I was always fascinated by the sounds jazz/fusion guitarists created when they'd play licks and runs all over the fretboard. It seemed so awesome that I had to figure out how I could do it too.
The interesting thing was that tonally I couldn’t relate to jazz or fusion; I never connected with it, although technically, I could. I wanted to take these ideas and apply them to a more rock/blues approach.
This is the result.
I find it important to draw inspiration from all kinds of musicians and players. This doesn’t mean you have to go and learn their entire catalog. It could simply involve watching and listening to how they approach their instrument and the techniques they use.
Most of my inspiration for new techniques comes from musicians other than guitar players. There are so many incredible players who are virtuosos on many different instruments; it would be a shame not to draw something from their art and apply it to your guitar playing or writing.
This is not uncommon. I've heard Alan Holdsworth say he listens to the way horn players phrase, and he applies that approach to the guitar. Also, Shawn Lane drew inspiration from piano players. It can be an incredibly deep well of information and inspiration to open up to all kinds of players.
I start this lick in the first position of the A pentatonic scale. Immediately you will notice I'm combining two patterns of the scale at once. This creates the arpeggios and allows for the sweep and legato patterns to take shape.
The first bar is a series of three-string arpeggios combined with legato. The arpeggios are easily identifiable on the the TAB (below) as they move diagonally across the transcript. It's important to note that depending on which way the arpeggio is moving, it will be picked with all down strokes or all up strokes (sweep picking).
The next section of the lick is a repeating pattern. It starts with a five-string arpeggio and moves into a legato run with a tapped note in the middle of that run.
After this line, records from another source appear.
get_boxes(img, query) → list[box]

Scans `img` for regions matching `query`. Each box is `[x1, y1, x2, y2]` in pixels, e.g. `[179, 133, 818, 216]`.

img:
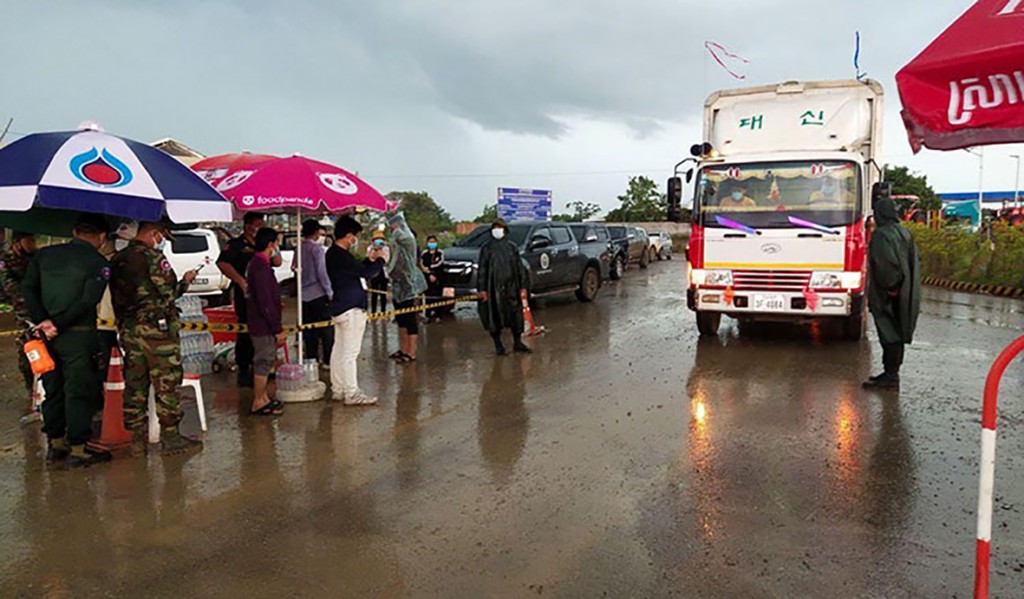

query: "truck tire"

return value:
[843, 303, 867, 341]
[697, 312, 722, 337]
[608, 254, 626, 281]
[577, 266, 601, 303]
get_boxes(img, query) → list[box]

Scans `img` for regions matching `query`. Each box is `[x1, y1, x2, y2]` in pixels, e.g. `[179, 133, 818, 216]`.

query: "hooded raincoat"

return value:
[476, 231, 526, 335]
[387, 212, 427, 304]
[867, 198, 921, 345]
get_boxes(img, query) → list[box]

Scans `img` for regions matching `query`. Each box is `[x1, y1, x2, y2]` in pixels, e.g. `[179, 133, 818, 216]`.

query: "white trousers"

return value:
[331, 308, 367, 397]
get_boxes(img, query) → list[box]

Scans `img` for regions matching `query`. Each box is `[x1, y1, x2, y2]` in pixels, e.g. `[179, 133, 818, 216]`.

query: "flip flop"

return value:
[249, 401, 285, 416]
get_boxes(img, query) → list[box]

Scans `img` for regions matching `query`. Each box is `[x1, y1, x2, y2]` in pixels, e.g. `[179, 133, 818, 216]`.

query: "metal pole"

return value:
[294, 208, 305, 364]
[978, 146, 985, 227]
[1010, 154, 1021, 208]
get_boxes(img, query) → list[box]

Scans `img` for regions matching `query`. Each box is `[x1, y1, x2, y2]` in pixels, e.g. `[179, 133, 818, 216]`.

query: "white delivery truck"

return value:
[669, 80, 884, 340]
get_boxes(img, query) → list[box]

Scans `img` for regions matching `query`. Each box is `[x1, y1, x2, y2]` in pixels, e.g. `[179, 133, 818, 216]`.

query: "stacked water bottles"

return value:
[175, 295, 213, 375]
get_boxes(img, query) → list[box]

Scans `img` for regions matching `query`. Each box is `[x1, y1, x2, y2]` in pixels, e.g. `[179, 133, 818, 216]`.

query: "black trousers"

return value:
[370, 276, 387, 314]
[882, 343, 906, 375]
[42, 331, 105, 445]
[302, 296, 334, 363]
[234, 293, 256, 376]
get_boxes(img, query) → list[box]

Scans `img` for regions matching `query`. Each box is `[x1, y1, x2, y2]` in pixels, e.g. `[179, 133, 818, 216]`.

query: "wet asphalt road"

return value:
[0, 261, 1024, 597]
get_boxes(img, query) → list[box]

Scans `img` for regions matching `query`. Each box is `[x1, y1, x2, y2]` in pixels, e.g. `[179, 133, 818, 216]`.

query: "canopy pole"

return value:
[295, 207, 304, 365]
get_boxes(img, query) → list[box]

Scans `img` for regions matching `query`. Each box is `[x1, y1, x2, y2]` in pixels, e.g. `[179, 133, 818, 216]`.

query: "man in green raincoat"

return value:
[476, 220, 531, 355]
[864, 197, 921, 389]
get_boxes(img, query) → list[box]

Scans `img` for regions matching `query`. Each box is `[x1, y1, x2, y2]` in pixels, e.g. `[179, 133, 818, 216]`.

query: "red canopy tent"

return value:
[896, 0, 1024, 154]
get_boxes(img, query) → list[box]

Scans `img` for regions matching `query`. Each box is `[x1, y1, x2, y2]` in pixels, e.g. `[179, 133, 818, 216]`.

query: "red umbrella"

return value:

This is a really cool lick and would be a great thing to dissect and have some fun with! You can apply the basis for this arpeggio tapping run to any arpeggio.
The last part of the lick is a series of three-string arpeggios followed by a six-string arpeggio, then into a five-string arpeggio, finishing with a bend. All of the arpeggios are with sweep picking as mentioned above. If you're ever unsure of the picking pattern, please reference the slow section of the video. My picking is easily visible.
Australia's Glenn Proudfoot has played and toured with major signed bands and artists in Europe and Australia, including progressive rockers Prazsky Vyber. Glenn released his first instrumental solo album, Lick Em, in 2010. It is available on iTunes and at glennproudfoot.com.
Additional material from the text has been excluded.